On the smartphone and the attention economy. Kingsnorth is among the most direct critics of the smartphone as the Machine’s perfected delivery mechanism. The book treats the dissolution of attention as the central inner cost of the present arrangement. The proposed response is not abstention as a private virtue but the recovery of practices — liturgy, fasting from the device, the slow rhythms of prayer and embodied work — that form attention into something the Machine cannot dissolve.
On AI as the next phase. The book treats AI as the present phase of a process that has been underway for centuries, not as a discontinuous new thing. The “unmaking of humanity” framework applies with little adjustment to the AI environment: the human formed by interaction with LLMs as the default mediator of writing, thinking, learning, and judgment is exactly the kind of human Kingsnorth is worried about. The work of resisting this is not opposition to the technology in the abstract but the cultivation of forms of attention, formation, and embodied life that the technology cannot perform on the person’s behalf.
On platform labor and the gig economy. Treated as instances of the Machine’s tendency to convert every form of human life into measurable, manageable, scalable units. The argument: this is not an unfortunate byproduct that better corporate governance could fix; it is the inner logic of the Machine working out in the labor domain.
On the AI question in healthcare, education, and pastoral care. Kingsnorth would treat the AI displacement of embodied human carers, teachers, and pastors as one of the Machine’s most consequential present moves. The Vatican’s Antiqua et nova is closer to Kingsnorth’s position here than either side might admit, though they reach it by different routes.
On the political response. The Kingsnorth answer to “what should we do about the Machine” is, in the political register, modest. Vote against the worst; build local resilience; refuse to confuse the prevention of the worst outcomes with the kingdom of God. The deeper work is formational and is what the institutional Church should be doing if it remembered that it is a school of saints rather than a department of policy.

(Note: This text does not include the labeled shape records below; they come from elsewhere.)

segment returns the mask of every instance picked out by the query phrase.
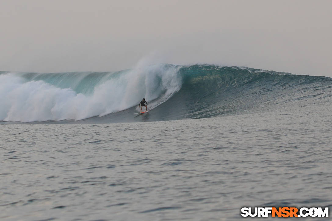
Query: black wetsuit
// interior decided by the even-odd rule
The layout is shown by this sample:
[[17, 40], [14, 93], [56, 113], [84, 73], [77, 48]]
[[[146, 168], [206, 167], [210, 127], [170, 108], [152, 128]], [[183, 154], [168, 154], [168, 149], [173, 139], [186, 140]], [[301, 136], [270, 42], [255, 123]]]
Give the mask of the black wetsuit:
[[145, 103], [146, 103], [146, 105], [147, 105], [147, 102], [146, 102], [146, 101], [143, 101], [143, 100], [142, 100], [142, 101], [141, 101], [141, 103], [139, 103], [139, 105], [138, 105], [138, 106], [139, 106], [139, 105], [140, 105], [142, 106], [142, 107], [146, 107], [145, 105], [144, 104]]

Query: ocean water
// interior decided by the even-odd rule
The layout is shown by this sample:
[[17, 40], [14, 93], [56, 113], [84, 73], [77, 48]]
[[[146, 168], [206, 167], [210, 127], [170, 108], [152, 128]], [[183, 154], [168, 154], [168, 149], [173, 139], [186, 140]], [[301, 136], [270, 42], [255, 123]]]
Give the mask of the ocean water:
[[[169, 65], [1, 74], [1, 220], [332, 209], [331, 78]], [[143, 97], [150, 111], [132, 114]]]

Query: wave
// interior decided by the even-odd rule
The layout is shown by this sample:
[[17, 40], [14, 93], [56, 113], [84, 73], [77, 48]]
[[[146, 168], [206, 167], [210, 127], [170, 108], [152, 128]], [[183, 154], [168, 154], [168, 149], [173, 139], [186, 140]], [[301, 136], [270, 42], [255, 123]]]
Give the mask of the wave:
[[139, 121], [130, 114], [143, 97], [153, 109], [150, 120], [209, 117], [329, 98], [331, 85], [327, 77], [207, 65], [160, 64], [109, 72], [2, 72], [0, 120], [98, 116], [89, 122]]

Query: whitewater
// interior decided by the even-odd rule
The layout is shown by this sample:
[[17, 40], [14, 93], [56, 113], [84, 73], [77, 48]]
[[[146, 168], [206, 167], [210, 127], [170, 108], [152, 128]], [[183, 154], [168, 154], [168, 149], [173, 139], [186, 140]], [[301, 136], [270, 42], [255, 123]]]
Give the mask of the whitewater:
[[152, 120], [208, 117], [285, 106], [290, 97], [297, 103], [309, 98], [303, 97], [306, 94], [318, 99], [328, 94], [322, 92], [330, 90], [331, 82], [326, 77], [210, 65], [161, 64], [116, 72], [3, 72], [0, 120], [78, 120], [124, 110], [94, 119], [135, 121], [128, 114], [136, 112], [133, 107], [143, 98], [150, 110], [163, 104]]
[[[149, 111], [132, 114], [143, 98]], [[330, 78], [203, 64], [2, 71], [0, 104], [1, 220], [332, 211]]]

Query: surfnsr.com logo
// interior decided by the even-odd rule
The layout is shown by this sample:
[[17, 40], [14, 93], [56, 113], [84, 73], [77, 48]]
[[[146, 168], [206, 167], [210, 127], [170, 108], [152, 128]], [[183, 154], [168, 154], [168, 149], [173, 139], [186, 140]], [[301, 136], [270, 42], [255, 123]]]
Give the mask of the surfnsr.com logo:
[[299, 209], [295, 207], [244, 207], [241, 209], [241, 215], [243, 217], [328, 217], [329, 207], [321, 207]]

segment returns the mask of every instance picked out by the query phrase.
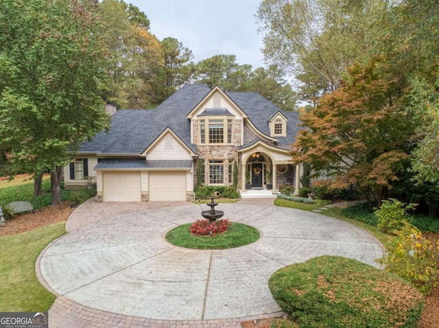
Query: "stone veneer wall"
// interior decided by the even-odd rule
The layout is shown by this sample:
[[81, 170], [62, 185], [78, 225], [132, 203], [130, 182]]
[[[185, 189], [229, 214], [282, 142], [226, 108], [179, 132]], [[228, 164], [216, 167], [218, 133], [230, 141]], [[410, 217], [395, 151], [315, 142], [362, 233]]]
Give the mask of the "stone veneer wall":
[[[200, 129], [198, 127], [198, 121], [192, 121], [192, 129], [193, 134], [193, 143], [198, 144], [198, 159], [204, 160], [204, 179], [205, 184], [209, 184], [209, 161], [211, 160], [218, 160], [224, 161], [224, 184], [231, 185], [232, 181], [228, 181], [228, 165], [233, 164], [236, 155], [236, 147], [241, 144], [241, 120], [233, 120], [233, 128], [232, 131], [233, 145], [215, 146], [215, 145], [200, 145]], [[206, 133], [208, 132], [206, 129]], [[193, 175], [193, 185], [197, 184], [196, 168], [197, 162], [195, 161], [194, 167], [195, 173]], [[238, 180], [239, 181], [239, 180]], [[189, 195], [188, 195], [189, 196]]]
[[276, 173], [276, 184], [277, 185], [277, 188], [285, 185], [291, 185], [293, 187], [295, 186], [294, 183], [296, 181], [294, 180], [296, 177], [294, 175], [294, 166], [292, 164], [287, 165], [288, 171], [285, 173], [281, 174], [278, 172]]

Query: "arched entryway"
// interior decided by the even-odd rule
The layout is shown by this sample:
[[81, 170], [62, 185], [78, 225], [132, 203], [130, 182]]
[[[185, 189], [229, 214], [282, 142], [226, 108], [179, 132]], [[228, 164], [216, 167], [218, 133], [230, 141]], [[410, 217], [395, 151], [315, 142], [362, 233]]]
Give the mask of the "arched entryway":
[[246, 189], [272, 189], [272, 160], [267, 153], [256, 151], [246, 163]]

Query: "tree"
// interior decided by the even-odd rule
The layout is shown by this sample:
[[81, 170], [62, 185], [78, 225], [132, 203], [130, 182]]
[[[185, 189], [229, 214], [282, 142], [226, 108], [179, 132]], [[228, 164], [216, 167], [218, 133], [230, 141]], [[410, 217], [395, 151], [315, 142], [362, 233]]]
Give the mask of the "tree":
[[248, 82], [252, 66], [239, 65], [235, 55], [215, 55], [197, 64], [198, 80], [210, 88], [215, 85], [224, 91], [236, 91]]
[[165, 38], [161, 42], [163, 65], [161, 66], [162, 77], [158, 79], [156, 90], [161, 92], [161, 103], [185, 83], [190, 81], [196, 71], [192, 51], [174, 38]]
[[0, 135], [10, 162], [49, 168], [52, 205], [62, 167], [105, 125], [106, 74], [94, 1], [2, 0]]
[[265, 58], [305, 84], [334, 90], [351, 65], [367, 60], [365, 36], [387, 2], [263, 0], [257, 17]]
[[284, 110], [294, 110], [297, 93], [283, 78], [276, 65], [259, 67], [250, 73], [248, 82], [239, 91], [256, 91]]
[[375, 204], [409, 163], [406, 144], [414, 123], [403, 105], [401, 81], [389, 79], [386, 65], [357, 64], [348, 80], [322, 97], [301, 116], [293, 161], [315, 171], [329, 169], [333, 187], [356, 184]]
[[149, 31], [149, 21], [139, 8], [123, 1], [99, 4], [108, 49], [108, 83], [104, 97], [121, 108], [147, 108], [154, 102], [152, 84], [163, 64], [160, 42]]

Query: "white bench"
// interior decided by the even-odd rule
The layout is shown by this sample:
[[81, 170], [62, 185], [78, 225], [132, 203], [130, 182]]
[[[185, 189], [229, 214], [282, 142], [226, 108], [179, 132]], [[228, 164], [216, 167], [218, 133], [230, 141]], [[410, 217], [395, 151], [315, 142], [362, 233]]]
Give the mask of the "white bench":
[[23, 213], [23, 212], [32, 212], [34, 213], [34, 206], [28, 201], [13, 201], [8, 204], [5, 207], [8, 207], [14, 214]]

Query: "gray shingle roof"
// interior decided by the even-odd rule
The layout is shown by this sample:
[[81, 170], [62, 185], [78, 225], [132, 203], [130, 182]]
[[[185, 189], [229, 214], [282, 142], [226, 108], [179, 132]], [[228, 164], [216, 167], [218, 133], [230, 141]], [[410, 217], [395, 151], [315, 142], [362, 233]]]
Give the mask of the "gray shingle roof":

On the corporate form. Less explicitly addressed than in Ellul, but the analysis applies. The corporations whose AI work has the most consequential cultural effects are not bad-faith actors operating outside the Machine; they are the institutional form the Machine takes in the present economy. Naming the form is necessary; treating it as the root would be a mistake.
Read next
- Ellul, The Technological Society — the most direct intellectual ancestor; la technique and the Machine are sibling concepts.
- Illich, Tools for Conviviality — the operational predecessor; radical monopoly is part of what the Machine names.
- Guardini, Letters from Lake Como — the Catholic ancestor of the diagnosis.
- Lewis, The Abolition of Man — the anthropological ancestor; the Conditioners are part of the Machine’s structural logic.
- Prometheus and Christ — the contemporary essay that places Kingsnorth in tension with the Dessauer-Quinzio-Thiel line.
Source note
Against the Machine: On the Unmaking of Humanity (2026) gathers and extends Kingsnorth’s Abbey of Misrule Substack essays (2021–present) plus new material written for the book. The Substack archive remains available and is the most reliable source for the original essay versions.
The book exists in the present moment as a primary text rather than as something with a settled critical reception. Reading it together with the Abbey of Misrule archive gives a fuller picture; reading it alongside the earlier ecological-collapse work (Confessions of a Recovering Environmentalist, 2017; The Wake, 2014) shows the trajectory from Dark Mountain to Orthodox Christianity that the book itself partially narrates.
This commentary draws on the 2026 first edition, on the Abbey of Misrule essays, on the broader contemporary post-liberal Christian intellectual conversation, and on the Kingsnorth thinker page for the canon-level context. It is informed by the deliberate placement of Kingsnorth in the Expose False Salvation strand as the contemporary anti-idolatry voice the conversation requires, and by the recognition that the book is best read in productive tension with the Dessauer-Quinzio-Thiel line rather than as the final word.